Do you ever feel like something really bad is coming, a terrifying, almost thick feeling of ominousness and a powerlessness to stop it? Michelle and Nate's cat Wallace felt like that three Halloweens ago when, clad in one of those last-minute what-the-hell type costumes (all red clothing, head-to-toe, purchased at a thrift store that afternoon, and red-painted face and hands), I caused him what was probably the most terrifying moment of his life. Dude puffed up like a powder ball. The tail looked like an all-feather duster.

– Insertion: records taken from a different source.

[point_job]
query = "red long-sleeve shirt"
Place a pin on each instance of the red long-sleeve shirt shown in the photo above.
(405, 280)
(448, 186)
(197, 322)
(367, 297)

He walked sideways away from me, afraid to turn his back. Who knew monochrome could be so scary? The evening ended with the three of us sitting on the couch watching TV and eating Thai takeout, me in my head-to-toe devil garb and Michelle and Nate in street clothes. Fear basically just follows me around.
My next Tysabri infusion is on Monday. To say the first month of Tysabri has been awesome would be an understatement, if we mean "awesome" in the way of an inconceivably large skyscraper about to fall on you. Also on the docket for next week: There's been this small matter of not being able to feel half of my left hand. No biggie, but apparently biggie enough to warrant another MRI --- of the brain, this time --- and a trip to the neurologist. Gastroenterologist, gynecologist, plastic surgeon, neurologist ... I'm really making the rounds this fall. It's just that I would hate to discriminate.
Motions thus carried by the court of Abby and me, regarding the upcoming procedures:
1. The Tysabri will not put me in the hospital. (Abby: "Aye" Me: "Aye" Abby: "The motion carries!")
2. The MRI technicians will not fuck up my arm like they did last time, rendering it useless for a short time, or, possibly, forever. (Reprise ayes.)
3. The MRI will reveal that there is nothing wrong with my brain at all, save my inability to solve complex math problems and my 85%-of-the-time poor taste in men. Most especially not wrong with it will be PML, the brain infection that kills you, rendering you --- unsurprisingly! --- pretty much dead. (Ayes.)
I'm so glad that we live in a country where we can make our own justice system.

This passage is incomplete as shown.